Abstract
One hundred and six normal trichromatic males belonging to 51 families (48 two-sib families, 2 three-sib families and 1 four-sib family) and 100 normal trichromatic females from 46 families (40 two-sib, 4 three-sib and 2 four-sib families) between 18 and 28 years of age were tested for minor colour-vision defects (100-hue, Nagel and Pickford-Nicolson anomaloscopes).
A total of 112 abnormal features could be isolated statistically. If we consider that at least two abnormal features are necessary to establish the diagnosis of minor colour-vision defect, 23 affected persons were detected. Most of them presented with mixed deviant and weak defects.
No differences between males and females were detected in the number and type of defects, or in the distribution of defects, although 2 certain and 10 possible heterozygotes for the congenital red-green defects were not excluded from the female sample. One of the possible heterozygotes presented with a minor colour-vision defect.
No familial concentration of colour-weak or colour-deviant subjects could be detected.
Sib-sib correlations for the 100-hue and the anomaloscope results were investigated using two estimates based on analysis of variance: a method using a weighted mean family size (r A) and a maximum likelihood method based on successive approximations (r S). Heritability estimates, derived from r A for the 100-hue score, the midmatching points for the Nagel anomaloscope in Umstimmung and in Neutralstimmung, suggest a large contribution of additive genetic factors to the 100-hue score and the determination of the midmatching point in Neutralstimmung in males only. The possible reasons for the lower contribution of the additive genetic factors to the determination of these traits in females are unknown. The authors suggest more extensive family study to clarify the role of additive genes in the determination of the different traits.
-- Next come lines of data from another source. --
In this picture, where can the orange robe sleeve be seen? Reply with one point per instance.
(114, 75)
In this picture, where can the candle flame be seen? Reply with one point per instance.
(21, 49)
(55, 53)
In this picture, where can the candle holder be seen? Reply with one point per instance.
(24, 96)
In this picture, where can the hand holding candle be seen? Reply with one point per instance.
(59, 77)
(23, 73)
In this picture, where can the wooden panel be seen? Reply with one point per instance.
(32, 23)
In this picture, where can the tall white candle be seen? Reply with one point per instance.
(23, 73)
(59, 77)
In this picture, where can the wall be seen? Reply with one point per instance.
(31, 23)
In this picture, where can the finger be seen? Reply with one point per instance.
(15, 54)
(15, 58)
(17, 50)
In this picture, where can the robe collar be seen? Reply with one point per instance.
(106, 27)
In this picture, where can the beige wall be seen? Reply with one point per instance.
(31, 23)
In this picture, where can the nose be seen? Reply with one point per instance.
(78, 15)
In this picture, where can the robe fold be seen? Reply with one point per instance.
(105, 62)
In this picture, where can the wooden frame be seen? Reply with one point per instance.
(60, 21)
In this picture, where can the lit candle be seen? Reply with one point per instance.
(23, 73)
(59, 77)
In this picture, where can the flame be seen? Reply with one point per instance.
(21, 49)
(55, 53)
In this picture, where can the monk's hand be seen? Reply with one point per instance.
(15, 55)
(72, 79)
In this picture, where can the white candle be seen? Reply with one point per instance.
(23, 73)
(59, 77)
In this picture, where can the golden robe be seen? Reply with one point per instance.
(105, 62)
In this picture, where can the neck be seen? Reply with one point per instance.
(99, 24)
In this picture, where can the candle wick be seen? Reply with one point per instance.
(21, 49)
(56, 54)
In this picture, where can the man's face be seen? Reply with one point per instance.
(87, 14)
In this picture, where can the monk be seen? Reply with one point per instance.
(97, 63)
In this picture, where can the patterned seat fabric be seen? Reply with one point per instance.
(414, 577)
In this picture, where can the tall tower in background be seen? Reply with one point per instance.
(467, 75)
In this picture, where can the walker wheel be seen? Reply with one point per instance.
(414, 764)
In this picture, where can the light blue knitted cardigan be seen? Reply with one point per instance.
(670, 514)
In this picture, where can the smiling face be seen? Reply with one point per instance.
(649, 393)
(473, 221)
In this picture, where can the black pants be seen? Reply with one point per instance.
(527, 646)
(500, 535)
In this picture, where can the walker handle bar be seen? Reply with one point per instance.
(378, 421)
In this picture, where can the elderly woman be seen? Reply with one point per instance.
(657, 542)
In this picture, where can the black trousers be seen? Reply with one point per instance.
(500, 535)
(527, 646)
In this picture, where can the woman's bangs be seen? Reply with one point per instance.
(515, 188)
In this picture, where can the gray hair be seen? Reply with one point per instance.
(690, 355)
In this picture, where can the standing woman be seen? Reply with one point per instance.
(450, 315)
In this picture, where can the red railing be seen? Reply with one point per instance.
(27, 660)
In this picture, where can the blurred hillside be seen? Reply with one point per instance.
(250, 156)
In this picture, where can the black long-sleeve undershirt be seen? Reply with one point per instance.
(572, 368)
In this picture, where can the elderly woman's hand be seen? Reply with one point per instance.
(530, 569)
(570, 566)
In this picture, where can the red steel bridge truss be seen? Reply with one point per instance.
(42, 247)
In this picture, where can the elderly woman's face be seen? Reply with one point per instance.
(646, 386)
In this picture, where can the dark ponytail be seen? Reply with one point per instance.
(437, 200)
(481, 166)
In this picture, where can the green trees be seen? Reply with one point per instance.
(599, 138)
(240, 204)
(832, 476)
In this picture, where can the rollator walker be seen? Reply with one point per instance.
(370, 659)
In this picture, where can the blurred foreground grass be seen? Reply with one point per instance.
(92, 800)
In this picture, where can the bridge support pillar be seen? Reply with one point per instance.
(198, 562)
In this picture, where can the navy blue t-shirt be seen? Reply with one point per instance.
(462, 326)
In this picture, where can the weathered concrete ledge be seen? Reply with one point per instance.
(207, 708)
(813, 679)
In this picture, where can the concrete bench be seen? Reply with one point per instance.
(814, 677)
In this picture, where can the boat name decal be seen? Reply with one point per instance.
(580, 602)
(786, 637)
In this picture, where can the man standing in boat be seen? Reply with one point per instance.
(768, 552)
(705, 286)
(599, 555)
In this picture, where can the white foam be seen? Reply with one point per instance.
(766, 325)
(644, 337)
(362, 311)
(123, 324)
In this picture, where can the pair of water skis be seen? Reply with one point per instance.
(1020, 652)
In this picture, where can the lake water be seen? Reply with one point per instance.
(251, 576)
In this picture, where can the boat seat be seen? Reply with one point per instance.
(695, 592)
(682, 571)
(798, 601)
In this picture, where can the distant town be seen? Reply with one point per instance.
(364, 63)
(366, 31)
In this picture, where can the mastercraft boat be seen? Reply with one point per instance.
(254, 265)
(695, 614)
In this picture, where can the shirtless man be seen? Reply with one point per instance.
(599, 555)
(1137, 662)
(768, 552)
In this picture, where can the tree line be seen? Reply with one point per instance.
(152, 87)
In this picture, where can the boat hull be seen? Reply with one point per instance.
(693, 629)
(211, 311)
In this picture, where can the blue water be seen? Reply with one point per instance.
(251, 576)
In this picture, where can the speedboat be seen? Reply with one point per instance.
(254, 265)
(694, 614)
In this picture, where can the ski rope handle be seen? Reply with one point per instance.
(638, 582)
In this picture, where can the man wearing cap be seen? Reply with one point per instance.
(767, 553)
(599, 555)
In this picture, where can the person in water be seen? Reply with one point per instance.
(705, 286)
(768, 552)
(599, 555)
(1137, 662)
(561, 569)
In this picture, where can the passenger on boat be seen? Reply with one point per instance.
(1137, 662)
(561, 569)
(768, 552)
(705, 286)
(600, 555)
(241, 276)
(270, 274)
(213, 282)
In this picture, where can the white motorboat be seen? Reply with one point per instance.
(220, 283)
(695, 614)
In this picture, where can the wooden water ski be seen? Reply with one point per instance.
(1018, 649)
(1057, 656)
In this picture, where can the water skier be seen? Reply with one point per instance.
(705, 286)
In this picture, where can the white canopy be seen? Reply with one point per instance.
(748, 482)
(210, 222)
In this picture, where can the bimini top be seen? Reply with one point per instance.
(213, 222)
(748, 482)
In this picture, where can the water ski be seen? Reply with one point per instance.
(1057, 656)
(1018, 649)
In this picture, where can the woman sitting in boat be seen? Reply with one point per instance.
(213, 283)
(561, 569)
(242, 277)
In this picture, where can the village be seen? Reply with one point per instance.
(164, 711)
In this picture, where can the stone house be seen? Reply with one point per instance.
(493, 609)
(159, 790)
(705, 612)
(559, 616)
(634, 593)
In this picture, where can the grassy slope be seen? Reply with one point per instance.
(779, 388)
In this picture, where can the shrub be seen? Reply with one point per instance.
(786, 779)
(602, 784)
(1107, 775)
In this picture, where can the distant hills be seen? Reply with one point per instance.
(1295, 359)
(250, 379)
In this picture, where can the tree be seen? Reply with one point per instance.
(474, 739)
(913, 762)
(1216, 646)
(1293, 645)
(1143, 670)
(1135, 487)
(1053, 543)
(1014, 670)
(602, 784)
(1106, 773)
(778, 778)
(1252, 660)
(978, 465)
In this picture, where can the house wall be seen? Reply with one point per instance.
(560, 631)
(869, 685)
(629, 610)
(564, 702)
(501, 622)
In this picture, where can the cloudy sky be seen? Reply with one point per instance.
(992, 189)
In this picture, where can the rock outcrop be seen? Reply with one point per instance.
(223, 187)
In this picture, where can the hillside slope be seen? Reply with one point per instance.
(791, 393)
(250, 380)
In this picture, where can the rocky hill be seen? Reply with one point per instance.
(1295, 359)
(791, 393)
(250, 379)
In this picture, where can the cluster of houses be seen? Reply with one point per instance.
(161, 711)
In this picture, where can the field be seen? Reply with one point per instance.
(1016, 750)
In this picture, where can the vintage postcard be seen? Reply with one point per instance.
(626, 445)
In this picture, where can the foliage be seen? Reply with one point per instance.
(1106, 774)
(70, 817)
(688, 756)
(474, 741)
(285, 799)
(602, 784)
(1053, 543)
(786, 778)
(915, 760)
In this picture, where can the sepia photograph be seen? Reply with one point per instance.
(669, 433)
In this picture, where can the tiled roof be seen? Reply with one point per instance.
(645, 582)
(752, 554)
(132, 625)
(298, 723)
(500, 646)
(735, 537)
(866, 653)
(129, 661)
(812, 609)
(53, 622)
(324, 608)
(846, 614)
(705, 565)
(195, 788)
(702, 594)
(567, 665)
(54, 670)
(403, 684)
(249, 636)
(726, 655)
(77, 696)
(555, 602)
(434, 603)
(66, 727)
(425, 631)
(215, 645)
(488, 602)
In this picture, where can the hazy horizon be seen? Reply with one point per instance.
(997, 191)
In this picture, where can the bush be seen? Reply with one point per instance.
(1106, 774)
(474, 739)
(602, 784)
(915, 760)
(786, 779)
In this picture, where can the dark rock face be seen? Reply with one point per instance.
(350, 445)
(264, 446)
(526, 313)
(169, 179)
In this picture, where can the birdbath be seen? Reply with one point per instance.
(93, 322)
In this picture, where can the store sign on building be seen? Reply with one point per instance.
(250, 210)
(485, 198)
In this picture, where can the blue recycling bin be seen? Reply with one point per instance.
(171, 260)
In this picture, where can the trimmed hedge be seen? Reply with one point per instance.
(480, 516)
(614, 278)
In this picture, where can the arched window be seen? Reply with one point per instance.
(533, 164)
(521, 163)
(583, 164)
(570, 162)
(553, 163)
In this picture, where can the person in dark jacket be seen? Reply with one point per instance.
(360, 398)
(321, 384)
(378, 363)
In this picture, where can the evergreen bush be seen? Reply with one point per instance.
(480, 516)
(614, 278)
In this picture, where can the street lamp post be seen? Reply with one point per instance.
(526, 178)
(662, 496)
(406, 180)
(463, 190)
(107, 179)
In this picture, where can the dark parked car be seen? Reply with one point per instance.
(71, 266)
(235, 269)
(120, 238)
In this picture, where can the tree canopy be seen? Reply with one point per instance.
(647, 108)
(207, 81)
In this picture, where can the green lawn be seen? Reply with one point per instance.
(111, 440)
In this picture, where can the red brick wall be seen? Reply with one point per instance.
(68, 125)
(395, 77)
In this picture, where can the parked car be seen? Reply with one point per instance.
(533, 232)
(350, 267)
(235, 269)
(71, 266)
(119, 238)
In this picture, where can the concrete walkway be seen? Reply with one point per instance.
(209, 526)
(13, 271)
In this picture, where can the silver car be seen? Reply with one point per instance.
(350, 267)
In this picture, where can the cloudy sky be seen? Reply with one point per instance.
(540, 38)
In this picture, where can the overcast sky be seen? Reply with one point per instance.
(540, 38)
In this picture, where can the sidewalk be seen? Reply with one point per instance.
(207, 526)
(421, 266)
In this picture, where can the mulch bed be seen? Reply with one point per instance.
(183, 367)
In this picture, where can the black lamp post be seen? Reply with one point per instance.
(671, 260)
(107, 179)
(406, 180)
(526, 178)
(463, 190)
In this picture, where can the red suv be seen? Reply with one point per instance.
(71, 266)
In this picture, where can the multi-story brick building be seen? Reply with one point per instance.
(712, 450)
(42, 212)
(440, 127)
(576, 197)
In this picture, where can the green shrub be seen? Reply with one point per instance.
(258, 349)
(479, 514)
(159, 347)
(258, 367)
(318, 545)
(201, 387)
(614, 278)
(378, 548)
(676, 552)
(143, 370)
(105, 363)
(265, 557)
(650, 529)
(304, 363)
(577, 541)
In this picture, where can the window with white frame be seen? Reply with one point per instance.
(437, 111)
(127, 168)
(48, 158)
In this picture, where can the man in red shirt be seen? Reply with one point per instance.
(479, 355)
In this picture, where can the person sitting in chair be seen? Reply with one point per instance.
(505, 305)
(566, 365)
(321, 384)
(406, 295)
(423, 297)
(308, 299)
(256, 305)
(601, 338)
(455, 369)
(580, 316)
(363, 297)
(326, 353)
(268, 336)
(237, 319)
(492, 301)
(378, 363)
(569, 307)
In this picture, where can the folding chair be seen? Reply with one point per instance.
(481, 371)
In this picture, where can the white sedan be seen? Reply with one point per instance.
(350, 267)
Unique hues were determined by two means, with spectral lights of a von Helmholtz colorimeter and with the pigment colour of the 100-hue test.
All the frequency distributions of the unique hues were unimodal except for unique green in females, which was bimodal with both techniques. Frequency distributions of the unique hues in the 23 subjects with minor colour-vision defects were not significantly different from those of the 183 normal subjects.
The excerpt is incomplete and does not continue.